Effect of Er2O3 addition on the microstructure, electrical properties, and stability of Pr6O11-based ZnO ceramic varistors

The microstructure, electrical properties, and stability of Pr₆O₁₁-based ZnO varistors, which are composed of ZnO-Pr₆O₁₁-CoO-Er₂O₃ systems, were investigated with Er₂O₃ additive content. The density of ceramics was in the range of 84–88% of TD at 1300 °C and 93–98% of TD at 1350 °C, and greatly affected the stability. Most of the added-Er₂O₃ were segregated at nodal points. The varistors with 0.5 mol% Er₂O₃ sintered at 1300 °C exhibited the best nonlinear current-voltage characteristics, which the nonlinear exponent is 52.8 and the leakage current is 9.8 A. All the varistors sintered at 1300 °C, even under relatively weak stress, exhibited the thermal runaway within short time in order of high leakage current.

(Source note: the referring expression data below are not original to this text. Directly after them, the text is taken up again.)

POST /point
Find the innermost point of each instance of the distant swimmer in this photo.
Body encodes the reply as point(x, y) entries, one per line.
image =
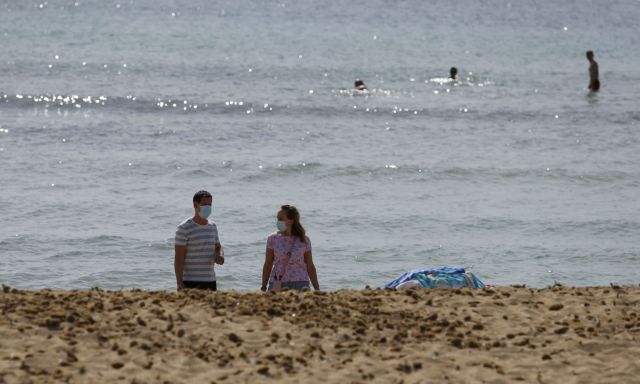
point(453, 73)
point(359, 85)
point(594, 82)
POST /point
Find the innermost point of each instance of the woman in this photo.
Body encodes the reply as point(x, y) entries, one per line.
point(288, 257)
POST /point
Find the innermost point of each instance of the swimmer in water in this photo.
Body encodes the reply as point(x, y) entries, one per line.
point(594, 82)
point(359, 85)
point(453, 73)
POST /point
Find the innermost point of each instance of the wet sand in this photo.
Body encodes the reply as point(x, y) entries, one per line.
point(503, 335)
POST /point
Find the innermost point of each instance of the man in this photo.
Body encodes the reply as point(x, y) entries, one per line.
point(198, 247)
point(359, 85)
point(594, 82)
point(453, 73)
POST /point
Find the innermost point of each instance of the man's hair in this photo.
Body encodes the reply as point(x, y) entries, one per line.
point(197, 198)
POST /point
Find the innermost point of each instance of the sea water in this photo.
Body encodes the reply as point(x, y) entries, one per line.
point(114, 113)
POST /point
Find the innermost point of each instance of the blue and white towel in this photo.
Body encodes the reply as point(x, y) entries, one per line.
point(439, 277)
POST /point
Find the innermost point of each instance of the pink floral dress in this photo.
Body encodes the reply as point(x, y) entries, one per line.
point(296, 267)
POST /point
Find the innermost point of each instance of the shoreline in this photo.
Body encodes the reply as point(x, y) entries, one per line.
point(500, 335)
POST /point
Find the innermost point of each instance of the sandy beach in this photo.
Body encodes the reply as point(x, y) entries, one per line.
point(502, 335)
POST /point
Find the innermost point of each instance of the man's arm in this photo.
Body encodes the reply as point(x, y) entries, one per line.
point(219, 254)
point(178, 264)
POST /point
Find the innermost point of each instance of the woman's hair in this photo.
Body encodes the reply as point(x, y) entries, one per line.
point(296, 228)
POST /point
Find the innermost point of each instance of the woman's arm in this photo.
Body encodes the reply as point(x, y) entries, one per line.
point(311, 270)
point(266, 269)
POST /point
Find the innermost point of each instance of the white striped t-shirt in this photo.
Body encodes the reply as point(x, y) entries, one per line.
point(200, 241)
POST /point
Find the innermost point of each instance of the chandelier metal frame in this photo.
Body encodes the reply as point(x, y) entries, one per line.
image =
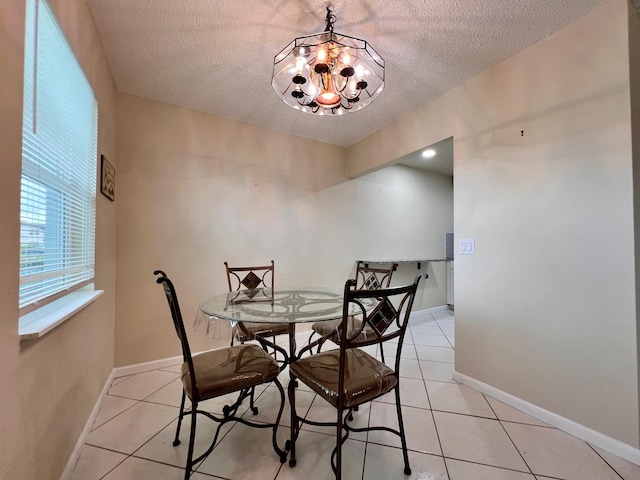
point(328, 73)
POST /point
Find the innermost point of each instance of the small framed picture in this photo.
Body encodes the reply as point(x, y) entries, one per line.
point(107, 179)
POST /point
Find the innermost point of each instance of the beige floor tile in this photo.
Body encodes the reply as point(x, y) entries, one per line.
point(131, 429)
point(509, 414)
point(458, 398)
point(432, 329)
point(413, 393)
point(142, 385)
point(121, 379)
point(437, 340)
point(268, 403)
point(389, 349)
point(479, 440)
point(170, 394)
point(440, 371)
point(137, 469)
point(435, 354)
point(177, 368)
point(627, 470)
point(112, 406)
point(94, 463)
point(553, 453)
point(322, 411)
point(244, 453)
point(409, 368)
point(420, 318)
point(448, 331)
point(386, 463)
point(160, 448)
point(313, 453)
point(459, 470)
point(418, 423)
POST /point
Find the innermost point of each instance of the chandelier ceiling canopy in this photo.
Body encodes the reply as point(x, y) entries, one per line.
point(328, 73)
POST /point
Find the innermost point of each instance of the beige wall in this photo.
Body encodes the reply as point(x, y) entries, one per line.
point(545, 310)
point(196, 190)
point(48, 387)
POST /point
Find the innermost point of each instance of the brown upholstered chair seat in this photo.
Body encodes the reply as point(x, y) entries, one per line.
point(329, 330)
point(229, 369)
point(365, 377)
point(249, 330)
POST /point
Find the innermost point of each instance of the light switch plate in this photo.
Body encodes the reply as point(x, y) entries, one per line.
point(467, 246)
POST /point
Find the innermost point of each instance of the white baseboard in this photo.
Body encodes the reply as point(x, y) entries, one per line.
point(115, 373)
point(77, 450)
point(433, 309)
point(587, 434)
point(146, 366)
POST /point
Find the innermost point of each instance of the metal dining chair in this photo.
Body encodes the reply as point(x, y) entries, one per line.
point(260, 280)
point(214, 373)
point(348, 376)
point(367, 278)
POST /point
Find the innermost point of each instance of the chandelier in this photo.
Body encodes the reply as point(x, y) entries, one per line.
point(328, 73)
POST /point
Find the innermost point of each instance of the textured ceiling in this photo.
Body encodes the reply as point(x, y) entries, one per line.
point(216, 56)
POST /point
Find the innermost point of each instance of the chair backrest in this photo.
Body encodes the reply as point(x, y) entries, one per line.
point(176, 315)
point(373, 278)
point(387, 320)
point(257, 280)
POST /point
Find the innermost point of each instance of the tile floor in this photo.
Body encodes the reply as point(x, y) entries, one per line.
point(453, 431)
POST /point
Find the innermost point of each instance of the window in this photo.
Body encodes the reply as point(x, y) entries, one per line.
point(59, 152)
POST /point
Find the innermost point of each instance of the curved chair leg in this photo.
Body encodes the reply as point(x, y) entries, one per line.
point(280, 453)
point(403, 439)
point(176, 441)
point(340, 441)
point(291, 444)
point(192, 437)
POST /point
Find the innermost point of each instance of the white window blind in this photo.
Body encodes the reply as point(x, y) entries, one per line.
point(59, 152)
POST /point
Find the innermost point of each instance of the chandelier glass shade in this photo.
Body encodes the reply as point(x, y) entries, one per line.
point(328, 73)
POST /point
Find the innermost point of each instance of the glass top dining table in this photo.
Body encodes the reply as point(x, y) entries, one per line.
point(289, 305)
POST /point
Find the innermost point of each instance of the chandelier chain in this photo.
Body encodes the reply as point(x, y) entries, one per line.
point(330, 19)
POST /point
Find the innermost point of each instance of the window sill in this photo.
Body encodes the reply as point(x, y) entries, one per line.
point(41, 321)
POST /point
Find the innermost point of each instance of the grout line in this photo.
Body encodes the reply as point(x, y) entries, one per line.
point(603, 459)
point(507, 433)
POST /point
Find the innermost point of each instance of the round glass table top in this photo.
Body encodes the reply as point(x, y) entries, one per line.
point(281, 305)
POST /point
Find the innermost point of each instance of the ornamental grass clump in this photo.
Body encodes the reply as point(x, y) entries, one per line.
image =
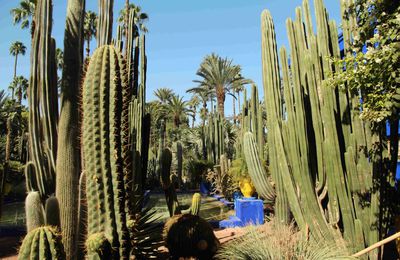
point(275, 240)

On the contrary, the stability of varistors sintered at 1350 °C exhibited far higher stability than that at 1300 °C. Particularly, the varistors with 0.5 mol% Er₂O₃ exhibited not only relatively good nonlinear current-voltage characteristics, which the nonlinear exponent is 34.8 and the leakage current is 7.4 A, but also excellent stability, which the variation rates of varistor voltage, nonlinear exponent, and leakage current are below 1%, 3%, and 3%, respectively, even under more severe stress such as (0.80 V _{1 mA}/90 °C/12 h) + (0.85 V _{1 mA}/115 °C/12 h) + (0.90 V _{1 mA}/120 °C/12 h).